Quantum Dot Constant Capacitance Simulator is a high-performance Python package that leverages the power of Rust and Rayon to provide a fully parallelised and optimised simulation environment for quantum dots with constant capacitance.
This package provides core functionality; it is not intended that the user will interact with it directly.
Features

Ultra-fast Simulation: Harnesses the speed of Rust and the parallelism of Rayon to deliver lightning-fast simulations.
Constant Capacitance: Specialized for simulating quantum dots with constant capacitance, allowing precise modelling of charge dynamics.
User-Friendly: Designed with ease of use in mind, making it accessible to both experts and newcomers in quantum dot simulations.
Extensive Documentation: Comprehensive documentation and examples to help you get started quickly.

Installation
Install Quantum Dot Constant Capacitance Simulator using pip:
pip install qarray-rust-core

Usage
This package exposes two functions to be called from python:

ground_state_open - computes the lowest energy state of a quantum dot array with constant capacitance and which is open, such that the total number of changes is not fixed.
ground_state_closed - computes the lowest energy state of a quantum dot array with constant capacitance and which is closed, such that the total number of changes is fixed.

The python code to call these functions is as follows:
from qarray-rust-core import (ground_state_open, ground_state_closed)
import numpy as np

# the dot-dot capacitance matrix
cdd = np.array([
[1, -0.1],
[-0.1, 1]
])
cdd_inv = np.linalg.inv(cdd)

# the dot-gate capacitance matrix
cgd = np.array([
[1, 0.3],
[0.3, 1]
])

# define a matrix of gate voltages to sweep over the first gate
vg = np.stack([np.linspace(-1, 1, 100), np.zeros(100)], axis = -1)

n_charge = 3 # the number of changes to confine in the quantum dot array for the closed case
threshold = 1 # threshold to avoid having to consider all possible charge states, setting it 1 is always correct, however has a computatinal cost.

n_open = ground_state_open(vg, cgd, cdd_inv, threshold, T = 0)
n_closed = ground_state_closed(vg, n_charge, cgd, cdd, cdd_inv, threshold, T = 0)
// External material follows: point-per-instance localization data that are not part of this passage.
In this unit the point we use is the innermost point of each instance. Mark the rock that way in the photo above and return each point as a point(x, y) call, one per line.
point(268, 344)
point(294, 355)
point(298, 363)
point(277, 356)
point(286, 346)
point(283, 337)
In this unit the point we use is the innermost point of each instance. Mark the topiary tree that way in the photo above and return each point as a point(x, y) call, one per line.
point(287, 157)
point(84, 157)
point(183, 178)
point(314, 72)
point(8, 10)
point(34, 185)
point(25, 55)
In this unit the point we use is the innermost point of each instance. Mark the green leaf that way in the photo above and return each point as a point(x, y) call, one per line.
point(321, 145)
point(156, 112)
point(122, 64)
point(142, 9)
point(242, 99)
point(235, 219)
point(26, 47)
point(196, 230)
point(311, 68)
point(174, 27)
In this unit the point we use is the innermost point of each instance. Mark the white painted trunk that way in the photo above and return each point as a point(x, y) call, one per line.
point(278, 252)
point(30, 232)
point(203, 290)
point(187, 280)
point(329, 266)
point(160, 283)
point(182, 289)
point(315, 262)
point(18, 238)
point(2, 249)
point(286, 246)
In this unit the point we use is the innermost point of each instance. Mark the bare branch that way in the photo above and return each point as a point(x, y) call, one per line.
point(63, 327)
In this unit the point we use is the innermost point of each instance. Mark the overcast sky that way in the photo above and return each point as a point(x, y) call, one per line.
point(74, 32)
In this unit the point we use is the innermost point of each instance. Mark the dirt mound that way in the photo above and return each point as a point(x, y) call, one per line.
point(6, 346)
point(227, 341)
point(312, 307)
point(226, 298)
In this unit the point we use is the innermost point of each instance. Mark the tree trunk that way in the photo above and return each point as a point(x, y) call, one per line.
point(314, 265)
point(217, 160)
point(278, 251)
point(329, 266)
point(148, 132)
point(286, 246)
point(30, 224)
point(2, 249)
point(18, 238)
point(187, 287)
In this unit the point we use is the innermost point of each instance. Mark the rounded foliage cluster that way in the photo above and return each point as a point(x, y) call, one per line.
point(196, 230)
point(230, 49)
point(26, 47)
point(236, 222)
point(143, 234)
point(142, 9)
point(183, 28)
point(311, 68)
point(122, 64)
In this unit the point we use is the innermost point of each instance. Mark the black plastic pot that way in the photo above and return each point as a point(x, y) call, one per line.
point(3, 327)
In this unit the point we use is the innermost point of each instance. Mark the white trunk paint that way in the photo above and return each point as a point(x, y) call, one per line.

It is not intended the user ever call these functions directly.
There is a pure Python wrapper that provides a more user-friendly interface to this core functionality.
See Quantum Dot Constant Capacitance Simulator. This package provides:

A user-friendly interface to the core functionality.
Plotting, charge sensing, virtual gate and gate voltage sweeping (1d and 2d) functionality.
Advanced type checking using pydantic.
Automated testing including for the functionality in this package.
More examples.